Likewise, we conjure different complex scenarios regarding the future. We worry about every possible negative outcome.  We worry about the future of loved-ones and ourselves.  We worry about terrorism, the weather,  the future of the planet.

If we consider what we worry about we may discover that it usually doesn't occur.  Ironically our suffering often arises from sources we did not expect.  So did worrying help at all?

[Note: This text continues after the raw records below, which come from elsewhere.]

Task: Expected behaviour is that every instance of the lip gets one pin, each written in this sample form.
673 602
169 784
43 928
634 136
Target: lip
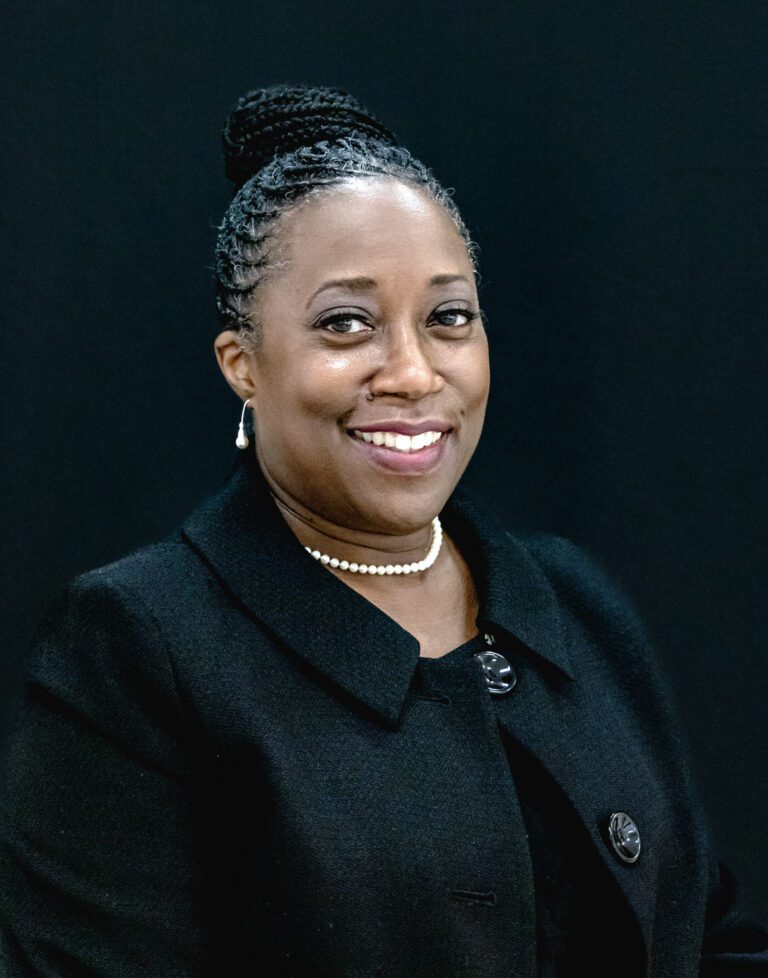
417 462
404 427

The answer is clearly no.

Now no one should disregard either the past or the future.  There are valuable lessons we need to learn from our past failures and successes.  Likewise we would be foolish not to plan and prepare for the future.  Vigilance of the real dangers that surrounds us allowed our ancestors to survive as well.

Yet when we obsessively jump from past to future we risk missing the present moment. 

The present has no real measure yet it is where all doing occurs.  It constantly flows as we experience it.  But we need to try to capture it, to savor it. 

When we focus on being present in the moment we become aware of much more that surrounds us.  Life gains an added element of meaning.  We actually experience what is happening to us.  Time slows down for us, for once.  We come to realize that only being in the now can we feel safe.  It is a refuge in which we can reach some degree of serenity and contentment.

Only by being present in the moment can we truly connect to another human being.  Only in this way can we come to understand the content of our own minds.  Only in the present moment can we possibly appreciate the beauty that surrounds us. 

It is what makes the practice of meditation, contemplation, yoga, prayer etc so valuable.  In those moments we cease being time travelers.  We actually reside in that ephemeral moment in which everything occurs.